Richterlicher Beschluss zum Schutz der Versicherten

Das Oberlandgericht Hamburg entschied nun, dass eine Lebensversicherung keine intransparenten Klauseln bezüglich einer vorzeitigen Auszahlung enthalten darf. Daher können einige Kunden nun Geld von ihrem Anbieter zurückfordern.

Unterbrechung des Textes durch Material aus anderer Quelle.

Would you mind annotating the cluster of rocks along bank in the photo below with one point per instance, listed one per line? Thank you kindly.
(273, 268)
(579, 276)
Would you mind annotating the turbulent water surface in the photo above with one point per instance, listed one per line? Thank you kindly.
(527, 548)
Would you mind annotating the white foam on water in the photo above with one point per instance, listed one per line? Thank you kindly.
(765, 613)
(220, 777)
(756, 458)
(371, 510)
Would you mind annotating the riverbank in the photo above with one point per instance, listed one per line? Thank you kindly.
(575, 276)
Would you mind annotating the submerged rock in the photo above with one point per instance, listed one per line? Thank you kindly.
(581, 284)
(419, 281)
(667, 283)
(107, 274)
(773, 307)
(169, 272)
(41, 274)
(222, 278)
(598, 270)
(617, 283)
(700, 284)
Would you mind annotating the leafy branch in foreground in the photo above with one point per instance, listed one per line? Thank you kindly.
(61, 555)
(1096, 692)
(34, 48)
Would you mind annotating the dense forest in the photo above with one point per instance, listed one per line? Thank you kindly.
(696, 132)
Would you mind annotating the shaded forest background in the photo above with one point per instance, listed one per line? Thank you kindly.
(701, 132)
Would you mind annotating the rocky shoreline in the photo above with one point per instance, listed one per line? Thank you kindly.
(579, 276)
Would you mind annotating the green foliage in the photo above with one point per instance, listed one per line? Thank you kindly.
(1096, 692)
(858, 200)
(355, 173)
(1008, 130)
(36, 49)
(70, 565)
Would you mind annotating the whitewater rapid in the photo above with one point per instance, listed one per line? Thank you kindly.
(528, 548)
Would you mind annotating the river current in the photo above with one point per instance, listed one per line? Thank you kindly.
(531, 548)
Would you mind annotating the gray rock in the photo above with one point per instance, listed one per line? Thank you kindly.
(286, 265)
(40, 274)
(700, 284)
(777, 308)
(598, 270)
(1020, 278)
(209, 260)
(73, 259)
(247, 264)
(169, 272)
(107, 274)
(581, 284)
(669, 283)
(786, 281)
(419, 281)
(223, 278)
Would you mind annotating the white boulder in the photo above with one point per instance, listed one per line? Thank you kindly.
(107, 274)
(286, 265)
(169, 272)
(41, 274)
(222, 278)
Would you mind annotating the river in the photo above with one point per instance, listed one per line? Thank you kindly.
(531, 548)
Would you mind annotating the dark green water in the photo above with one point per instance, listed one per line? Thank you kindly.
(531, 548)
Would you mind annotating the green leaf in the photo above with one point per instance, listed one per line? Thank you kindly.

Die Verbraucherzentrale Hamburg hatte gegen die in vielen Verträgen festgelegten Stornogebühren geklagt. Kunden, die zwischen 2005 und 2007 vorzeitig ihre Verträge aufgelöst haben, können nun Rückzahlungen erhalten. Jedoch ist dies nur noch dieses Jahr möglich, da 2010 die Verjährungsfrist endet.

Das OLG kritisierte einige ungenaue Formulierungen in den Versicherungsverträgen. Der von den Gesellschaften einbehaltene „Stornoabzug“ bei Vertragsbeendigung sei nur rechtens, wenn er explizit ausgemacht worden und nicht unverhältnismäßig hoch sei. Der Verbraucherzentrale Hamburg zufolge ist beides in den betroffenen Verträgen nur selten der Fall. Der endgültige Beschluss durch den Bundesgerichtshof wird voraussichtlich 2011 erfolgen.